Sur X, l’intelligence artificielle Grok permet de modifier des photos via un simple commentaire. Écrire « mets-la en bikini » suffit pour générer une version dénudée d’une personne. La fonction est accessible à tous, sans vérification ni restriction. Résultat : un déferlement d’images modifiées, souvent sexualisées, ciblant anonymes comme célébrités.

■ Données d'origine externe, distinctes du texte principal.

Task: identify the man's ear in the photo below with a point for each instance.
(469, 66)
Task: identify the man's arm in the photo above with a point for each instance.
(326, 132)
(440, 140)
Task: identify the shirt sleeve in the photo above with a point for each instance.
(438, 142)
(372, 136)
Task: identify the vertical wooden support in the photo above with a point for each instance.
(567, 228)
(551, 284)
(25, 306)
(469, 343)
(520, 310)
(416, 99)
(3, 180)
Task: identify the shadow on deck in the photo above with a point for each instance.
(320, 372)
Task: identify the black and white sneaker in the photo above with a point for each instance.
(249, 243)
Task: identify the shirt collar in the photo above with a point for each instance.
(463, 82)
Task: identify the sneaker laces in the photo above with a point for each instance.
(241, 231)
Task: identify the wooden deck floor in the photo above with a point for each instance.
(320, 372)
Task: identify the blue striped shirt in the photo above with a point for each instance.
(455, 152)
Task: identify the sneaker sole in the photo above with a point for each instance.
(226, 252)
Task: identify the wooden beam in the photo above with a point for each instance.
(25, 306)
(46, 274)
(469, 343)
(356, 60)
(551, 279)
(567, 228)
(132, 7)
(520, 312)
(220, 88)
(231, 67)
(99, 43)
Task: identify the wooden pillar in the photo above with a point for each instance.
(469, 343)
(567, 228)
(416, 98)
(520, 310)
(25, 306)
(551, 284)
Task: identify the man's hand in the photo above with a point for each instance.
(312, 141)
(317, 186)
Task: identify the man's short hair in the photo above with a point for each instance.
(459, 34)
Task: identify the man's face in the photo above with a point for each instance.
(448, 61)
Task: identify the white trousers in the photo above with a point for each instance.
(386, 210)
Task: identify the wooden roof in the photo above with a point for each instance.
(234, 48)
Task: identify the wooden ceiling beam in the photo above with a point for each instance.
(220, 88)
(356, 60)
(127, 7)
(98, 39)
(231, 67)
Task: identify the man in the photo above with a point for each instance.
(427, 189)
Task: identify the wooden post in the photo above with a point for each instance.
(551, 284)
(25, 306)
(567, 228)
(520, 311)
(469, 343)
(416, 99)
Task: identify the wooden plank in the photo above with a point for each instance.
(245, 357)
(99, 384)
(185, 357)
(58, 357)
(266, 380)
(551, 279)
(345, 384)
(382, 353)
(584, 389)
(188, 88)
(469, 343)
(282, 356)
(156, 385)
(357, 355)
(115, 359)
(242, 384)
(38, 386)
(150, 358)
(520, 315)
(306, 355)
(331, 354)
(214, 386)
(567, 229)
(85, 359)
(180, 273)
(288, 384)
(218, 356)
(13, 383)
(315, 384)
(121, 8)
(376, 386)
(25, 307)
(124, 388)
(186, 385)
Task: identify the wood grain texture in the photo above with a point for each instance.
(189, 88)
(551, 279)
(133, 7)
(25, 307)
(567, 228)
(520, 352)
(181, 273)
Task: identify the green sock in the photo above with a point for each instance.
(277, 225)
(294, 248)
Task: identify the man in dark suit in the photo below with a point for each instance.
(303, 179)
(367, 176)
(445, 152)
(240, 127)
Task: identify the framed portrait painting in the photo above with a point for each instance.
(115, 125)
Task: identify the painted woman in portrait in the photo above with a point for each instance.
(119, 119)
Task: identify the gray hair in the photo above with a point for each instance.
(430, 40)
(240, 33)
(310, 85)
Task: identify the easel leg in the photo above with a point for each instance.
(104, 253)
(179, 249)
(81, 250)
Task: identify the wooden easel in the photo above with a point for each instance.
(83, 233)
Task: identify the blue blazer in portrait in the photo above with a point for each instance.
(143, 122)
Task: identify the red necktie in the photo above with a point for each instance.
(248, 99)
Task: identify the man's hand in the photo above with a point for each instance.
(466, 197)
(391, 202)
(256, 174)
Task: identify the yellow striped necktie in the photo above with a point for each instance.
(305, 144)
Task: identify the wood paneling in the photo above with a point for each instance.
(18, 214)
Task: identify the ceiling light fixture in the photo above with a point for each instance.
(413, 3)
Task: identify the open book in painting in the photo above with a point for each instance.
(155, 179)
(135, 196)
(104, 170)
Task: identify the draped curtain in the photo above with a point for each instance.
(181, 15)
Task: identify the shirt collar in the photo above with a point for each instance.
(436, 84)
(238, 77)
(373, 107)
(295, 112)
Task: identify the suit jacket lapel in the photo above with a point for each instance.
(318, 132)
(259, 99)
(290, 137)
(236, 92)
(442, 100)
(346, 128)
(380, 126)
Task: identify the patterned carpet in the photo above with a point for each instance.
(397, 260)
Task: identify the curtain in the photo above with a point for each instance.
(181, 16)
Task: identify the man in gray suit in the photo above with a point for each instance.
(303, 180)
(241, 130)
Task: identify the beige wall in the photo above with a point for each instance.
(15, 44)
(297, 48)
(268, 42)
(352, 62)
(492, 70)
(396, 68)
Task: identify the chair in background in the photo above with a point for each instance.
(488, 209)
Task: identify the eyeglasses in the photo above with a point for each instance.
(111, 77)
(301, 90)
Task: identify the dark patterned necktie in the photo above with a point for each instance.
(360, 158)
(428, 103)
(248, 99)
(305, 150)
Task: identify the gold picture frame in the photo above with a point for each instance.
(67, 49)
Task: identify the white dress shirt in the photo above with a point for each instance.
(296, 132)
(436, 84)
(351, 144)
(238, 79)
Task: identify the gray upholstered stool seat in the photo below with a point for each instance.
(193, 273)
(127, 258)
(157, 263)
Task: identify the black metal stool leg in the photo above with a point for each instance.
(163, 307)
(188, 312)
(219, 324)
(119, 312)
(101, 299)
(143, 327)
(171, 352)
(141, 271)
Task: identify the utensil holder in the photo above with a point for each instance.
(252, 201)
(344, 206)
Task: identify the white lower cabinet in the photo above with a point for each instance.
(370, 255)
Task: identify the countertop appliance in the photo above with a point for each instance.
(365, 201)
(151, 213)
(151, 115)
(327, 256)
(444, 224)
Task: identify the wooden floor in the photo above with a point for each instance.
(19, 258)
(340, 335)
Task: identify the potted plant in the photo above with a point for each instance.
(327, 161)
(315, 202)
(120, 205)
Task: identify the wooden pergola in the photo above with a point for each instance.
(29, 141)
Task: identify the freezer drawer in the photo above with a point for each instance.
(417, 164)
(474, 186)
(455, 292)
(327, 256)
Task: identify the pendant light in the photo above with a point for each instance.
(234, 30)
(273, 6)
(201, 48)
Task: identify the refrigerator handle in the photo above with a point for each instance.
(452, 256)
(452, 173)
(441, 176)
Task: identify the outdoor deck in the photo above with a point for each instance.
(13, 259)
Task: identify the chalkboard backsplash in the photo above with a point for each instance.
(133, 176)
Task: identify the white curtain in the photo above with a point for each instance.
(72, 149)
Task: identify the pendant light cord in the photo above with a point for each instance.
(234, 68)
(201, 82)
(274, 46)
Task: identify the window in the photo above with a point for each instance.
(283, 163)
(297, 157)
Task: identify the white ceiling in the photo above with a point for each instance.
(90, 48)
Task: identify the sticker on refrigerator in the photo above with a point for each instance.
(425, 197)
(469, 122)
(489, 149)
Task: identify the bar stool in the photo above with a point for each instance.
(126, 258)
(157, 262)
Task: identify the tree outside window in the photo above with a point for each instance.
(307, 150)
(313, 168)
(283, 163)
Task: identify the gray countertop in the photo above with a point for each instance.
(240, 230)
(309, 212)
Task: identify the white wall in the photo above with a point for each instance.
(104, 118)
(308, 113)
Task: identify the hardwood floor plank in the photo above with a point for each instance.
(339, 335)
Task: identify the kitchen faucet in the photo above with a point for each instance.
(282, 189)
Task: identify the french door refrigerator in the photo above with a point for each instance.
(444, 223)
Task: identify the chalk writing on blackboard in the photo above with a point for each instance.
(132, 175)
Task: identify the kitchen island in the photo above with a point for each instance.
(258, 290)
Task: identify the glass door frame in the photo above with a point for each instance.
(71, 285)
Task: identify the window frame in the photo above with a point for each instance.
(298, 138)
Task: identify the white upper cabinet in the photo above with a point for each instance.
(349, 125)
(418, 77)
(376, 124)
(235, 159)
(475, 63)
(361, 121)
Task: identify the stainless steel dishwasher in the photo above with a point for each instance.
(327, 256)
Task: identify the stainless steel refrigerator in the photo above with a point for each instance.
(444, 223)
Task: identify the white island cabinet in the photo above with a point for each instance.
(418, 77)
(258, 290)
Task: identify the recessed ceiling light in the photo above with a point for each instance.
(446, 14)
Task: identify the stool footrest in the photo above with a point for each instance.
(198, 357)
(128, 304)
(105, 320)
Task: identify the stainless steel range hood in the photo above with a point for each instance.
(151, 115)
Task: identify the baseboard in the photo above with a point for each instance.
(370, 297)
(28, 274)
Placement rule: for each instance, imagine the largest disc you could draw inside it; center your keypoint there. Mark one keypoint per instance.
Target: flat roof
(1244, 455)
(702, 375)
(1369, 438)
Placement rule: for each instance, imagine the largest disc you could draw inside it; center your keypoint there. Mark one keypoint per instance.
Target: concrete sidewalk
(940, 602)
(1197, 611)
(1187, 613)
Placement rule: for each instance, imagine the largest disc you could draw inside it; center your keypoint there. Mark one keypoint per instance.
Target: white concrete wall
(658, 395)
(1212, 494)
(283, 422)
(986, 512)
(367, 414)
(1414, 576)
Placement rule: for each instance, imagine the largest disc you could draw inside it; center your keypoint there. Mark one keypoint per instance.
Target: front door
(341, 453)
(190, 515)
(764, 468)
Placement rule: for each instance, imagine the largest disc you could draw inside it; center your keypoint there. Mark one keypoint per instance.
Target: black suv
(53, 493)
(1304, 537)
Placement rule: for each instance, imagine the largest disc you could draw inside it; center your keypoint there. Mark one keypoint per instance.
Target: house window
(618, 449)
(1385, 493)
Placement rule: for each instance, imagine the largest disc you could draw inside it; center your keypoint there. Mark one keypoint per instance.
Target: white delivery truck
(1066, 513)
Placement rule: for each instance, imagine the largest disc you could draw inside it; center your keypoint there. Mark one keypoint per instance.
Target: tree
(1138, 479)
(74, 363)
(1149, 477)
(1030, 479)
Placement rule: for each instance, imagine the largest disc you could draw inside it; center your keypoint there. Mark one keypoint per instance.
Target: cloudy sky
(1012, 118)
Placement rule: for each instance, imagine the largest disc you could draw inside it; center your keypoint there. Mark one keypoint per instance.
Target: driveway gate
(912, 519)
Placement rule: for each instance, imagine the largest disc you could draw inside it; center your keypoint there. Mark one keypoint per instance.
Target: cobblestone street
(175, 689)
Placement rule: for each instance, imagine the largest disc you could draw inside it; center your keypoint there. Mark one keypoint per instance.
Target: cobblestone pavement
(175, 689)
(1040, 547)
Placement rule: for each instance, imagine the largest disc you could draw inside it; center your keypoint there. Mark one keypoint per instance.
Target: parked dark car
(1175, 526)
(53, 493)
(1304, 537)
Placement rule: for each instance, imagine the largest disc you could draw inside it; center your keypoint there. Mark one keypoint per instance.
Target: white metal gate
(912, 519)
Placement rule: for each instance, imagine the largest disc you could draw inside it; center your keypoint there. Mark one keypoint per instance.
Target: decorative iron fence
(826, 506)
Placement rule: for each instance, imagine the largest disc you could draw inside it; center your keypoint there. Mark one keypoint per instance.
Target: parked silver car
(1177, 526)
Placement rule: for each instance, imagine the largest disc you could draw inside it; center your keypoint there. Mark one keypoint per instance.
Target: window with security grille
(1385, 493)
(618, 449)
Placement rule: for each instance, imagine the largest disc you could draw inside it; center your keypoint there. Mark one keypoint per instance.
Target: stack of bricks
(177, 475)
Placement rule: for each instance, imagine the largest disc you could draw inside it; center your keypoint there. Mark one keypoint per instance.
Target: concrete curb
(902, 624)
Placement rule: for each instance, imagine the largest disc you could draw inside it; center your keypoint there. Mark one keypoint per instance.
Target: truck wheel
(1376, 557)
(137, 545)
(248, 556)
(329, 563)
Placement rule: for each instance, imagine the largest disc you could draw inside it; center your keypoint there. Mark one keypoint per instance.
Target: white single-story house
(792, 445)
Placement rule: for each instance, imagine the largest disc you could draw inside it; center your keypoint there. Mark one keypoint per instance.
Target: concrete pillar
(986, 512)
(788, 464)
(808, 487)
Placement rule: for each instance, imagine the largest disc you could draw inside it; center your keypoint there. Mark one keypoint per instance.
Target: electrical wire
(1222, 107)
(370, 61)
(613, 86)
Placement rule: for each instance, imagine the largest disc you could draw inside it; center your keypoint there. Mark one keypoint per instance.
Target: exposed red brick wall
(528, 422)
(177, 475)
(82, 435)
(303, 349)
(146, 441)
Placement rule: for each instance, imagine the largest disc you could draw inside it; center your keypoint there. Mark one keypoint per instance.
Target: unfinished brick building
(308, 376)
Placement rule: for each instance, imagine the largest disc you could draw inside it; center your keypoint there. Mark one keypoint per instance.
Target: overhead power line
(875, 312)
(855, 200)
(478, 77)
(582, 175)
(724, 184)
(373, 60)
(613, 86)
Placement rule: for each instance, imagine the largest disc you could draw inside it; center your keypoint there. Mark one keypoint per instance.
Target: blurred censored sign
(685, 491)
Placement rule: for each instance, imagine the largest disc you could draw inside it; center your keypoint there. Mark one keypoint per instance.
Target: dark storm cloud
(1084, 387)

La prouesse technique masque une dérive brutale
Les visuels produits par Grok bluffent par leur réalisme. Les montages sont si crédibles qu’ils passent pour authentiques. Derrière la performance, un dérapage : le consentement n’est plus qu’une option. Certains utilisateurs sont même parvenus à détourner la technologie sur des photos d’enfants. L’outil devient une arme, à portée de clic.
Les appels à la régulation se multiplient. En France et en Inde, des procédures visent à forcer Elon Musk à désactiver la fonctionnalité. Mais sur X, silence radio. Aucun engagement, aucune mesure annoncée. L’IA évolue, mais sans les freins. Grok trace la voie d’une course à la permissivité où les garde-fous sont vus comme un frein à la croissance.
Grok donne le ton, les autres suivent. Pour rester dans la course, les IA généralistes comme ChatGPT ou Gemini se retrouvent sous pression. L’innovation passe par la provocation, au risque d’ancrer des usages déshumanisants. À mesure que les lignes reculent, ce sont les principes mêmes du respect et de la dignité qui vacillent.